Many of the details surrounding the shooting of Armenian Prime Minister Vazgen Sarkissian and several deputies in the parliament building in Yerevan today remain unclear. RFE/RL Caucasus analyst Liz Fuller was asked to shed some light on the event, on Sarkissian's place in Armenian politics, and on any precedents for today's developments.
Prague, 27 October 1999 (RFE/RL) - Fuller was first asked how significant a figure Sarkissian is in Armenian politics.

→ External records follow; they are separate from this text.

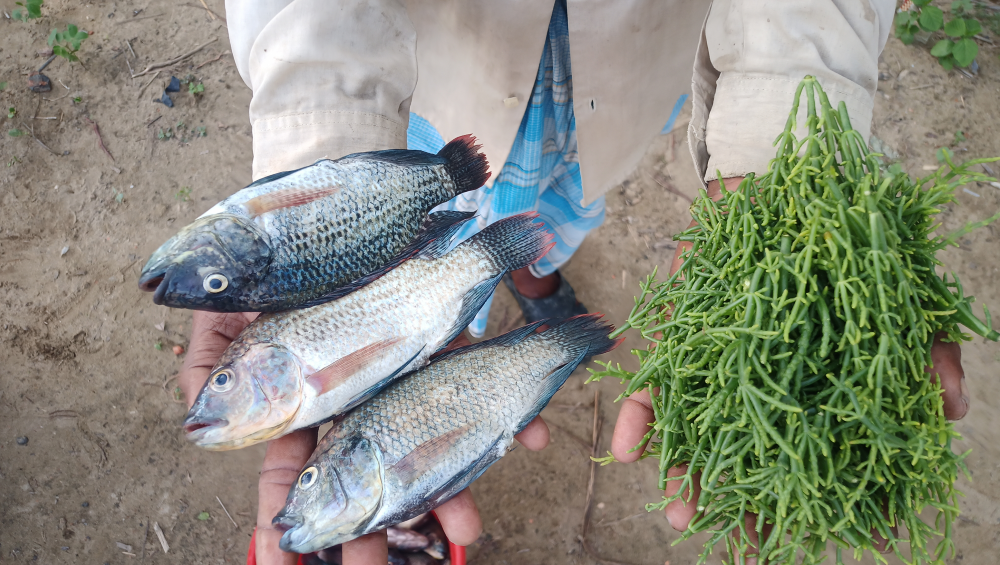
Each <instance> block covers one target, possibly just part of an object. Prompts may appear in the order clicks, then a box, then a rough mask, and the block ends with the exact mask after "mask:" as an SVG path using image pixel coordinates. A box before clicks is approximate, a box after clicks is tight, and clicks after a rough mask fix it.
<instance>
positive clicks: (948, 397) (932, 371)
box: [925, 333, 969, 420]
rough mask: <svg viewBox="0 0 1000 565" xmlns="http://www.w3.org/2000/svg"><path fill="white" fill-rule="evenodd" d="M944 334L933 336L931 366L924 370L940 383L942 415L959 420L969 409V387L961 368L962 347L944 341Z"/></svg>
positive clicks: (946, 416)
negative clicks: (930, 366) (942, 400)
mask: <svg viewBox="0 0 1000 565" xmlns="http://www.w3.org/2000/svg"><path fill="white" fill-rule="evenodd" d="M944 337H945V334H943V333H939V334H938V335H936V336H934V343H933V345H931V363H933V367H927V368H926V369H925V370H926V371H927V372H928V373H930V374H931V376H932V378H934V379H938V382H940V383H941V399H942V400H943V401H944V417H945V418H947V419H949V420H961V419H962V418H964V417H965V414H966V413H968V411H969V388H968V386H967V385H966V384H965V371H964V370H962V348H961V346H959V344H958V343H954V342H952V343H945V342H944V341H942V338H944Z"/></svg>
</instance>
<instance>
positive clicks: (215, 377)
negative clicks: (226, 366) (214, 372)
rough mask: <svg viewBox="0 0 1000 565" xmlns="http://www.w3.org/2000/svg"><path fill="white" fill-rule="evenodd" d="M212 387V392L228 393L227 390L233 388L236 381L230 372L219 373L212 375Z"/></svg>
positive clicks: (211, 382) (211, 385) (211, 381)
mask: <svg viewBox="0 0 1000 565" xmlns="http://www.w3.org/2000/svg"><path fill="white" fill-rule="evenodd" d="M210 382H211V387H212V390H214V391H216V392H226V391H227V390H229V389H231V388H233V384H234V383H235V382H236V379H235V378H233V374H232V373H230V372H229V371H219V372H218V373H216V374H214V375H212V380H211V381H210Z"/></svg>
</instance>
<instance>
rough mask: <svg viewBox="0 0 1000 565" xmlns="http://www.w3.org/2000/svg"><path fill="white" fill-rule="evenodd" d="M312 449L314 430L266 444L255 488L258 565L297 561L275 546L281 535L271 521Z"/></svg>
mask: <svg viewBox="0 0 1000 565" xmlns="http://www.w3.org/2000/svg"><path fill="white" fill-rule="evenodd" d="M315 448H316V428H309V429H305V430H299V431H297V432H292V433H290V434H288V435H287V436H285V437H282V438H278V439H275V440H271V441H269V442H268V443H267V453H265V454H264V465H263V467H261V470H260V483H259V484H258V487H257V496H258V501H257V542H256V550H257V564H258V565H295V563H296V560H297V559H298V555H297V554H294V553H285V552H284V551H281V549H280V548H279V547H278V542H279V541H280V540H281V534H282V533H283V532H282V531H281V530H278V529H276V528H275V527H274V526H272V525H271V520H273V519H274V516H275V515H277V514H278V512H280V511H281V509H282V508H283V507H284V506H285V500H286V499H287V498H288V491H289V490H290V489H291V488H292V485H294V484H295V481H296V480H297V479H298V478H299V473H300V472H301V471H302V467H303V466H305V464H306V461H308V460H309V456H310V455H312V452H313V449H315Z"/></svg>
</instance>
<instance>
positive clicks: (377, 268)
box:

"Vazgen Sarkissian is probably, certainly the second most important and most powerful figure in Armenian politics. Some observers have speculated that he could be even more powerful than the president. In Armenia, as opposed to Georgia where the post of prime minister does not exist or in Azerbaijan, where the prime minister is occupied almost entirely with the economy, the prime minister of Armenia does have tremendous influence. In Sarkissian's case, this influence derives partly from the fact that his previous post was as defense minister and he has the support of the army, and partly from the fact that the party which he created last year, the Republican Party, is based primarily on a group of veterans of the Karabakh war in which Sarkissian himself fought. So he has, in effect, two armed formations at his disposal."
Fuller was asked whether there are precedents for this kind of political violence in Armenia.

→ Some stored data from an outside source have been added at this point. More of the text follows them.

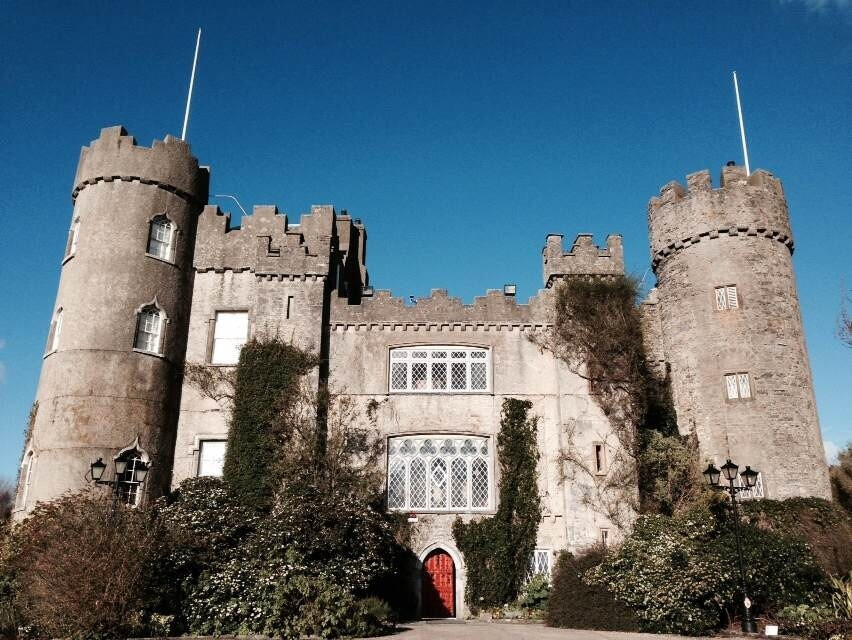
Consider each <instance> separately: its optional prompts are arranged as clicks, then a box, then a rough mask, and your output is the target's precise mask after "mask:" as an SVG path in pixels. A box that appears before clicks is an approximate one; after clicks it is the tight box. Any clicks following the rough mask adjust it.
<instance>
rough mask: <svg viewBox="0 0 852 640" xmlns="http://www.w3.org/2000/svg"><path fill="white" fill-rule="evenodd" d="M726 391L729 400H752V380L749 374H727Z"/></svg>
mask: <svg viewBox="0 0 852 640" xmlns="http://www.w3.org/2000/svg"><path fill="white" fill-rule="evenodd" d="M725 389H726V391H727V392H728V400H743V399H745V398H751V379H750V378H749V375H748V374H747V373H728V374H725Z"/></svg>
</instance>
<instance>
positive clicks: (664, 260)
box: [648, 165, 793, 271]
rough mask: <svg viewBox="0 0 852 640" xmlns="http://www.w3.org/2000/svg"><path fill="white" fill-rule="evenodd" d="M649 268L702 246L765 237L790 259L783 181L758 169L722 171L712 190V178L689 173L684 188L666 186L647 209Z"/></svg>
mask: <svg viewBox="0 0 852 640" xmlns="http://www.w3.org/2000/svg"><path fill="white" fill-rule="evenodd" d="M648 226H649V228H650V233H651V264H652V267H653V268H654V270H655V271H656V269H657V267H658V266H659V265H660V264H661V263H662V262H664V261H665V260H666V259H667V258H668V257H669V256H670V255H672V254H674V253H677V252H678V251H680V250H682V249H684V248H685V247H688V246H690V245H692V244H696V243H698V242H701V241H704V240H711V239H715V238H718V237H719V236H720V235H724V236H737V235H745V236H765V237H767V238H771V239H773V240H776V241H778V242H781V243H783V244H785V245H786V246H787V247H788V248H789V249H790V252H791V253H792V251H793V236H792V232H791V230H790V220H789V212H788V210H787V201H786V199H785V197H784V189H783V187H782V185H781V181H780V180H778V179H777V178H776V177H775V176H773V175H772V174H771V173H769V172H768V171H765V170H763V169H758V170H757V171H755V172H754V173H752V174H751V175H750V176H747V175H746V172H745V169H744V168H743V167H740V166H736V165H731V166H726V167H724V169H723V170H722V175H721V179H720V185H719V187H718V188H714V187H713V185H712V181H711V177H710V172H709V171H707V170H703V171H698V172H696V173H692V174H690V175H688V176H687V177H686V187H684V186H683V185H682V184H681V183H679V182H677V181H673V182H669V183H667V184H666V185H665V186H663V188H662V189H660V195H659V196H657V197H653V198H651V200H650V202H649V203H648Z"/></svg>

"There are precedents for the assassinations of middle level political figures. There were several such assassinations in 1993 and 1994. And, in fact the leader of the gang that is accused of having committed those murders is currently on trial in Yerevan. Last year, the prosecutor general was shot dead in his office. As far as can be ascertained, that murder was committed by a subordinate who later committed suicide. But [the targets of] today's violence is the highest level and the broadest ranging."
Fuller was asked about the broader implications of this event for Armenian politics.
"Its very difficult to discuss the impact of the shootings without knowing more details about who did pull the trigger and what the motivation was."
But Fuller says that regardless of the gunmen's identity, the shootings will underscore perceptions of political instability in Armenia and throughout the South Caucasus.